Creamer: That is the comment of Professor Dick Stacey. An emeritus professorship has been bestowed on him for his good work at Wits. But, of course, he spent something like 25-years of his life in rock engineering including in the private sector, but he worked at Wits from 2000 to 2008. He is saying about 20-years ago there were 600 to 800 people involved in fulltime mining research in South Africa. His comment ‘if there are now 40, it’s a lot’.
He is saying that this presents safety implications, efficiency implications, profit implications and new start risk. It is not just a South African problem. He says that if you look at the final year mining class locally there are about half a dozen interested in rock engineering and relatively few numbers coming through. He has done a study with both his Canadian and Australian colleagues and they find that the situation is going to worsen.
He feels that the solution may lay in China, where there are now 1 000 rock engineering students. So, again China coming to the party in this sector of the economy, commodities which is really the only game in town at the moment. The good news coming out of Wits is that Professor Fred Cawood the Wits Mining School head reports that this world first mine design laboratory that they put in there, a really smashing state-of-the-art laboratory, has actually uplifted the marks of the students by 30% over the last year.
It shows you that if you give people very good facilities, direct mediation with the lecturers by computer, a one-on-one you can during the class with your lecturer by computer and these massive big drop-down screens, we are already seeing the results.
De Gouveia: Let’s end off on a positive note this morning, tell us about the potentially good news regarding coking-coal.
Creamer: Cocking-coal is not the energy coal that we burn to turn our lights on, but this is a metallurgical coal. It is a very valuable coal. There is a fair amount of it around Southern Africa, but we have to do the Southern Africa picture.
We have to look not only in our Limpopo province where the champion of all this is Coal of Africa Limited CEO John Wallington. He has been virtually moving mountains to get the Vale and Makhado project going and also getting the port and rail facility set-up to got through Maputo.

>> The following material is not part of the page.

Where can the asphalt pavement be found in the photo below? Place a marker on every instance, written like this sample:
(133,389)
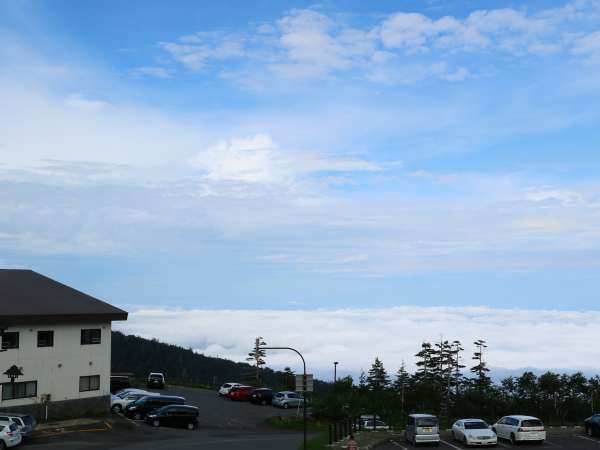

But, also Mozambique is an even bigger story, in the Tete Province. People are saying that Zimbabwe can also come in to the picture. If you add these together just on exploration now that could be about 50-million tons of coking-coal.
We know that the Australians get rich on this. When you go to Queensland province in Australia and you say to people how have you got all these water taxis and this fantastic infrastructure, they whisper in your ear, coking-coal. This is one of the biggest underpins for Queensland.
That Tete province in Mozambique, if it is managed properly by the politicians, could become a second Queensland, because people are already seeing it as a second Bowen Basin and that is where Australia produces 170-million tons of its coking-coal into the market. If we get our act right on that 50-million tons of coking-coal we could be earning the region R100-billion a year. So I think it is really a reward worth going for.
De Gouveia: The fundamental of course in favour of coking-coal is that its presence in the world is not really widespread, is it?
Creamer: It is scarce, scarce as hen’s teeth. We know that its price is following the iron-ore price which has been doing quite well over a period. Also, we see like Daphne Mashile-Nkosi looking at manganese, that is also another steel-feed material. So those three could go together and South Africa could build itself a nice position in these steel-feed products.